In Phase zwei von Mai bis August 2011 traten immer mehr bewaffnete Kämpfer auf. Manche von ihnen waren Scharfschützen, die merkwürdigerweise auf beide Seiten schossen. Auf Demonstranten und auf Sicherheitskräfte. Sie heizten die Lage dramatisch auf. Dass es diese perversen, schießenden Provokateure in Syrien gab und gibt, ist unter Experten unstrittig.
Auch historisch sind derartige agents provocateurs ein bekanntes Phänomen. Ein Beispiel unter vielen ist der algerische Bürgerkrieg in den 90er-Jahren des letzten Jahrhunderts. Für wen diese Mehrzweck-Scharfschützen ihr schmutziges Handwerk verrichteten, ist umstritten. Für die Regierung, für die Rebellen, für ausländische Geheimdienste? Besonders häufig werden Katar und Saudi-Arabien genannt. Jeder im Land vertritt eine andere Theorie.
Außerdem waren die Demonstrationen der ersten Monate leider nicht immer und überall so friedlich, wie häufig behauptet wird. Allein in den ersten vier Monaten des Aufstands starben über 400 namentlich registrierte Polizisten und Soldaten. 66 Auch ungezählte Rebellen und Zivilisten verloren ihr Leben. Schon Jean Cocteau hatte erkannt: »Die Sauberkeit einer Revolution dauert höchstens 14 Tage.« Goethe sah das ähnlich: Erst geht es nur um die »Abstellung von Missbräuchen. Aber ehe man sich versieht, steckt man tief in Blutvergießen und Gräueln.« 67
Obwohl Demonstrieren immer gefährlicher wurde, wuchsen die Kundgebungen weiter an. Nicht nur Anhänger der Opposition, auch Regierungsanhänger gingen auf die Straße. Die Sympathisanten Assads veranstalteten mit staatlicher Unterstützung Großdemonstrationen, an denen teilweise über eine Million Menschen teilnahmen. Auch sie forderten Demokratie, aber mit Assad. Teilnehmer waren vor allem Alawiten, Christen und Mitglieder der sunnitischen Mittel- und Oberschicht. Sie wollten der Welt zeigen, dass Assads Rückhalt in der Bevölkerung größer war als der der Assad-Gegner.

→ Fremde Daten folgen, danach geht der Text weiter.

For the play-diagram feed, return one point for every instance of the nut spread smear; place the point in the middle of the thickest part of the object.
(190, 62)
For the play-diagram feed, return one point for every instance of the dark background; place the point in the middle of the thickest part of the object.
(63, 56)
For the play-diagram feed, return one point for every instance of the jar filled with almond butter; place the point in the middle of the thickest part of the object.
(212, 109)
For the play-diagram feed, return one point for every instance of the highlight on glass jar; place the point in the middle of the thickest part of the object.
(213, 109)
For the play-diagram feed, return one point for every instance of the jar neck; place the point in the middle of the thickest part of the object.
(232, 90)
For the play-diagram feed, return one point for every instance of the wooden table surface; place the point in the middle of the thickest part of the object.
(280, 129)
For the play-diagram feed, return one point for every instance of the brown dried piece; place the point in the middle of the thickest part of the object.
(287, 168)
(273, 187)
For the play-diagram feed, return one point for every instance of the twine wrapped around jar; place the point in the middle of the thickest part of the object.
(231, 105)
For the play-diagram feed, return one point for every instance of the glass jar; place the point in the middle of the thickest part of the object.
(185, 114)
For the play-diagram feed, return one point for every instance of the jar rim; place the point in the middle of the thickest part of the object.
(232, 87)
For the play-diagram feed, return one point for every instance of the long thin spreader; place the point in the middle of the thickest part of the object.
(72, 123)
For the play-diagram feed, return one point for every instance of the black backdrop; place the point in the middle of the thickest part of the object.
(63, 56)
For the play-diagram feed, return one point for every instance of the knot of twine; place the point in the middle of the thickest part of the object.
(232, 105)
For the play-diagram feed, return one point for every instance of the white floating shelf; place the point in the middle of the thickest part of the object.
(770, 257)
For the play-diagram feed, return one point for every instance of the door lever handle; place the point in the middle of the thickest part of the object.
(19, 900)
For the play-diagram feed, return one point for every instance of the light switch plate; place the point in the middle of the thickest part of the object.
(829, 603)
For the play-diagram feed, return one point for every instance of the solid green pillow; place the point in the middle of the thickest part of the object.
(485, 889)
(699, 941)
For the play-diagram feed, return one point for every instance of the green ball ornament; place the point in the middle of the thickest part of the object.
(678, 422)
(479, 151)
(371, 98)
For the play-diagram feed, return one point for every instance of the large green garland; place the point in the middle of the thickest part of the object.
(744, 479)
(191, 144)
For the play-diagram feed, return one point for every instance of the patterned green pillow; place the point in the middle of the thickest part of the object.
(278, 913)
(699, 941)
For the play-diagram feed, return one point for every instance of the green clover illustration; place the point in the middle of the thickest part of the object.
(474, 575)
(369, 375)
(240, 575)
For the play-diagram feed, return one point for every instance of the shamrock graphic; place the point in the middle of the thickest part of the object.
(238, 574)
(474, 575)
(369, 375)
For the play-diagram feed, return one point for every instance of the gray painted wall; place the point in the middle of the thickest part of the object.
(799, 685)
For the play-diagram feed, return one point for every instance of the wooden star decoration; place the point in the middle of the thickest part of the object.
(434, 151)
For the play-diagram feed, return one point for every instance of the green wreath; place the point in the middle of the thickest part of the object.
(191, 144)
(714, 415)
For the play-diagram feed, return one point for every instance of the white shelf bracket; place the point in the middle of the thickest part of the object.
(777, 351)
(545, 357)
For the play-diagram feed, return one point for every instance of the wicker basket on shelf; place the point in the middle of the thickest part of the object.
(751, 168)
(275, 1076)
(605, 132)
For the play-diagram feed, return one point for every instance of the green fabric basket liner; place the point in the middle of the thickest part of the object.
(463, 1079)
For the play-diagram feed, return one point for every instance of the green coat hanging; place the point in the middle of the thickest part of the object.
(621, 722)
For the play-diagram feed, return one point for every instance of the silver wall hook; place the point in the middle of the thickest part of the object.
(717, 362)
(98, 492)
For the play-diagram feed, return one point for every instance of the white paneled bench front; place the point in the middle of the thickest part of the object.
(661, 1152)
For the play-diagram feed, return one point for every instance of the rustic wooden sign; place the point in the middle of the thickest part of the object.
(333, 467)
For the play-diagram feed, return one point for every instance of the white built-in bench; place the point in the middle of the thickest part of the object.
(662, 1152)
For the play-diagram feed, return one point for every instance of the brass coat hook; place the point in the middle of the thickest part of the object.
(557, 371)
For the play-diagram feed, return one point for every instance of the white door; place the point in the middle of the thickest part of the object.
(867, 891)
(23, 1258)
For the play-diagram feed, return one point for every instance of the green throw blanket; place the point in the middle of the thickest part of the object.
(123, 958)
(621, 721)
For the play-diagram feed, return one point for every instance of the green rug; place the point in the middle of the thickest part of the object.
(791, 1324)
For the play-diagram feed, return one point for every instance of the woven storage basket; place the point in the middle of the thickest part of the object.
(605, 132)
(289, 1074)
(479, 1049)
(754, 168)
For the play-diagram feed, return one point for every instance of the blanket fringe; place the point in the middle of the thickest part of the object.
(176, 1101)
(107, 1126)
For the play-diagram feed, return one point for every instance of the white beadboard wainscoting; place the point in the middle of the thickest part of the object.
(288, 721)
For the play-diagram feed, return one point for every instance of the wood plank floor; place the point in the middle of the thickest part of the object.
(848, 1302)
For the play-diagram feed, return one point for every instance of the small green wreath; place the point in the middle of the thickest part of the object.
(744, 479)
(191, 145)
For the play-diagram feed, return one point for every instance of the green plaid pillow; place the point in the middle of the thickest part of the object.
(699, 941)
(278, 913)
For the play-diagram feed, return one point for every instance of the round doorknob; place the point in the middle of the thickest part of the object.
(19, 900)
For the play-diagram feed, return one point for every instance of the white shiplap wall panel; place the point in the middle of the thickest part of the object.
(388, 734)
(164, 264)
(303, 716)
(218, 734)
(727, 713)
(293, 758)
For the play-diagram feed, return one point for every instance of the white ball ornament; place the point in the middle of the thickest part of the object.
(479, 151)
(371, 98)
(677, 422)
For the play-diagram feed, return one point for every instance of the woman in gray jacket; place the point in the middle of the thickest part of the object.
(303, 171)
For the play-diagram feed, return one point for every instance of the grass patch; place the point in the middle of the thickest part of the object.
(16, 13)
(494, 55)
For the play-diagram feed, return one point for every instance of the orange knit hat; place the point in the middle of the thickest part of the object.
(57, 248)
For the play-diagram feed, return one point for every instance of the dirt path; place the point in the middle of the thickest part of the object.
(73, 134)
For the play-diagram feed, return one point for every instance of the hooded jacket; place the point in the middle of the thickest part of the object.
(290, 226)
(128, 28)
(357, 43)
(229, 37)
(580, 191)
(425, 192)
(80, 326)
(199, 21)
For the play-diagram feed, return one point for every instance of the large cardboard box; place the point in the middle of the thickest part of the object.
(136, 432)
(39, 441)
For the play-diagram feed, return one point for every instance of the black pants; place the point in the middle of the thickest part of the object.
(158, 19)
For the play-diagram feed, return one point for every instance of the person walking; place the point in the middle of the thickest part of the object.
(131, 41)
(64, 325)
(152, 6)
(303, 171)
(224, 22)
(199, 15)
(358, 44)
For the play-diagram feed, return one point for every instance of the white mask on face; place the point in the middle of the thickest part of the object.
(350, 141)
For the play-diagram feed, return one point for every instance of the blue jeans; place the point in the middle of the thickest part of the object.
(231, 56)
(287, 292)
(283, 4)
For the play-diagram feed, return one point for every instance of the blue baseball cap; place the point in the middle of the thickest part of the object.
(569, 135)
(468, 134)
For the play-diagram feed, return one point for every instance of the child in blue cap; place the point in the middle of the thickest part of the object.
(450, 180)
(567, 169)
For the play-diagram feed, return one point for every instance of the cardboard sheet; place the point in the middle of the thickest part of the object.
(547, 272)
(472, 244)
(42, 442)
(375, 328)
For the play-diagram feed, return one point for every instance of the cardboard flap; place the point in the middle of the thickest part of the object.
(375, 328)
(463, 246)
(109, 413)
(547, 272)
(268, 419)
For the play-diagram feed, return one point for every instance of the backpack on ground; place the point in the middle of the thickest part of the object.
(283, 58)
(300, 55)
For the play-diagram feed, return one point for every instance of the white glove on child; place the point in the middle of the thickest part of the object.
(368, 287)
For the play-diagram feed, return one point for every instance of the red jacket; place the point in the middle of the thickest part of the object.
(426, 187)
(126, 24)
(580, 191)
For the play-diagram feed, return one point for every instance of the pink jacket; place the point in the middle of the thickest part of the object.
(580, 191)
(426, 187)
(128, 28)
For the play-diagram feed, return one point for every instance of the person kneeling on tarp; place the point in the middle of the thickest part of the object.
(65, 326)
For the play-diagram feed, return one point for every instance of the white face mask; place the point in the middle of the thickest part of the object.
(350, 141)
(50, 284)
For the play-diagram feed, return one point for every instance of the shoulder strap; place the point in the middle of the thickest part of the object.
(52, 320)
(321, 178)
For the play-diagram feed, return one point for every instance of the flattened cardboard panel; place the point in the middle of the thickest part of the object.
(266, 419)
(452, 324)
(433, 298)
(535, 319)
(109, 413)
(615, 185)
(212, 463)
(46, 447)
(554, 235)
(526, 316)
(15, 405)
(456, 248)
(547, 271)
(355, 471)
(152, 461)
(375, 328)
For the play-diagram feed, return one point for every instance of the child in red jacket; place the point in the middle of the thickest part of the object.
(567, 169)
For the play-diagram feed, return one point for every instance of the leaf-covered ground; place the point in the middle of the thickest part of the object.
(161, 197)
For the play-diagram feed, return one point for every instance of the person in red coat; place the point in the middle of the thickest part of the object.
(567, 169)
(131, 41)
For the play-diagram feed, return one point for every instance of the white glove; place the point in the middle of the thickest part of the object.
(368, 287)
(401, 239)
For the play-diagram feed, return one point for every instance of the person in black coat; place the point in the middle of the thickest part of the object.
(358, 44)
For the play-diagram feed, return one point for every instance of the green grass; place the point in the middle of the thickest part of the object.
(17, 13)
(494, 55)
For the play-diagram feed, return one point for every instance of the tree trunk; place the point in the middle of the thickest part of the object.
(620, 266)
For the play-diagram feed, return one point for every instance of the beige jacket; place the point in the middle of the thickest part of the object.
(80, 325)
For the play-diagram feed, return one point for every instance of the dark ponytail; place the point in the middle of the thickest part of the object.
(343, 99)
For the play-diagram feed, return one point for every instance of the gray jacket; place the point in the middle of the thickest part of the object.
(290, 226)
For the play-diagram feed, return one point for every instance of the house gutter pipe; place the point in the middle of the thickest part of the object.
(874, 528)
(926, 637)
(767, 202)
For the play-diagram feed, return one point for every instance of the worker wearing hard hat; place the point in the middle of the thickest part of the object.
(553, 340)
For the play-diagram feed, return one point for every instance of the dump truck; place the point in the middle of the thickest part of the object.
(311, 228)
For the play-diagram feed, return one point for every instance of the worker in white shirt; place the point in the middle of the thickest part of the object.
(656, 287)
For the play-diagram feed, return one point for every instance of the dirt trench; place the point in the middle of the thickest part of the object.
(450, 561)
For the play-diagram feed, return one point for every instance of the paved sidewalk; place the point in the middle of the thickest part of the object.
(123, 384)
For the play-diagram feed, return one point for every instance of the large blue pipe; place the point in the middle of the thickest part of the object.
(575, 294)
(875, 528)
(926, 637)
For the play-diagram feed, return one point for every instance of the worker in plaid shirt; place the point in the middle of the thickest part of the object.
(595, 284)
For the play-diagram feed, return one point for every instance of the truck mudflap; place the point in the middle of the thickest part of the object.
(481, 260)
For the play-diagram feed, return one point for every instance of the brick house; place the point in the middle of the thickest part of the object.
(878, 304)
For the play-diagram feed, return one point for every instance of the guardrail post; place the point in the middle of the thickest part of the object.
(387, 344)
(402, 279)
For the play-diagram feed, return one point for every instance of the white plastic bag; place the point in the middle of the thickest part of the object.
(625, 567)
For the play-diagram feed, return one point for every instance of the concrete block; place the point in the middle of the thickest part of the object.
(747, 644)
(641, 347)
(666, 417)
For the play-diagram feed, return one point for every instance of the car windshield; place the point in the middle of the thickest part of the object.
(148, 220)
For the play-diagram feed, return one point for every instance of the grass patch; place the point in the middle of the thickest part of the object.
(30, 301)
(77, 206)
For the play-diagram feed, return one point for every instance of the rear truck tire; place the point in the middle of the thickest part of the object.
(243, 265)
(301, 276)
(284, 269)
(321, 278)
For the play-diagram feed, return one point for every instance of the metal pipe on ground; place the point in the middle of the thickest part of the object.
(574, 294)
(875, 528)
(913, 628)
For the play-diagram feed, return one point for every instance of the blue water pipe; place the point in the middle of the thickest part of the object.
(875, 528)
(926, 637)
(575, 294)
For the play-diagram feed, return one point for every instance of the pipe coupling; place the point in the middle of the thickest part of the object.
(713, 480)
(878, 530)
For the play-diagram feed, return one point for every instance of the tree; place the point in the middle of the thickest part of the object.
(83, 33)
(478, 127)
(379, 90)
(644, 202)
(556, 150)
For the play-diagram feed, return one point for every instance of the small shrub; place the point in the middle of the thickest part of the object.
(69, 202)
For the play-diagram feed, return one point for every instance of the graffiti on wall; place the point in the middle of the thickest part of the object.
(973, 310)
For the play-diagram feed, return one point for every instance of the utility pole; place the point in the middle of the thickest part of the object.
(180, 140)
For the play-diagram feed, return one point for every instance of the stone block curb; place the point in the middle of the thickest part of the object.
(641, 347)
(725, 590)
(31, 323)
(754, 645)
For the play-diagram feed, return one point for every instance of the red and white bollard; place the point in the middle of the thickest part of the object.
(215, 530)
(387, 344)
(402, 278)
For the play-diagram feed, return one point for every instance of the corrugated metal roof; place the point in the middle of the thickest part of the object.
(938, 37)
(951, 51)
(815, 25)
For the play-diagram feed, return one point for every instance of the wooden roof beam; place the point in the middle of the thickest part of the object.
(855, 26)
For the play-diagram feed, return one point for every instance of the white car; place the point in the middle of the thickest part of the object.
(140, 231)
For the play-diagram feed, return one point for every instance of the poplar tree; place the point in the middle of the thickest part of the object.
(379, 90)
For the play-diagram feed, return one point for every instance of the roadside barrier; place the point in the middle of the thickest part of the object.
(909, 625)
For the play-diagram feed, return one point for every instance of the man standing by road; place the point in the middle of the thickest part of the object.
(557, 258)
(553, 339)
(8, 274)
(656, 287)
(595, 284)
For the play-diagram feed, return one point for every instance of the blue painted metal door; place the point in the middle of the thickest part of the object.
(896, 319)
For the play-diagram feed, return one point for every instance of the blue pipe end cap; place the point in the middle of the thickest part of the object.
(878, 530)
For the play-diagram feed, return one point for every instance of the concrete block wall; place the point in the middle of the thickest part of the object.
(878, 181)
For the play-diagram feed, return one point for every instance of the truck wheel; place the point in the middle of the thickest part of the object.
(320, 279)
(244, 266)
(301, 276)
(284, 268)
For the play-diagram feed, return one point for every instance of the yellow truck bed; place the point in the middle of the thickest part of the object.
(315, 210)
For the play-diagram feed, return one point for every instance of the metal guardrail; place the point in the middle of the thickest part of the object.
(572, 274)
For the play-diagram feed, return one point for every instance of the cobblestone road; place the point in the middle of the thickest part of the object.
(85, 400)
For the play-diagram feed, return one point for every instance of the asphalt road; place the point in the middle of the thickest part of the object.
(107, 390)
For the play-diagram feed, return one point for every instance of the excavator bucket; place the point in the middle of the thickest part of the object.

Zu größeren Gefechten kam es in dieser Zeit selten. Die Rebellen waren den staatlichen Sicherheitskräften militärisch noch zu sehr unterlegen.
In der dritten Phase, die von August bis Ende 2011 dauerte , präsentierten sich die bewaffneten Rebellen als »Schutztruppen« der friedlichen Demonstranten. Doch sie spielten diese Rolle nie wirklich. Wo sie tatsächlich mit Demonstranten auftraten, suchten sie gezielt die bewaffnete Auseinandersetzung mit den staatlichen Sicherheitskräften. Es kam zu immer schwereren Gefechten.
Beide Seiten gingen dabei äußerst brutal vor. Immer mehr Rebellen, Zivilisten, Soldaten und Polizisten starben. Die bewaffneten Rebellen griffen häufig alawitische Zivilisten an, die sie pauschal als Vertreter des Regimes betrachten. Und als Ketzer. Die Kämpfe wurden sektiererisch. Religiöse Motive wurden immer bedeutsamer. Die Armee schlug gnadenlos zurück.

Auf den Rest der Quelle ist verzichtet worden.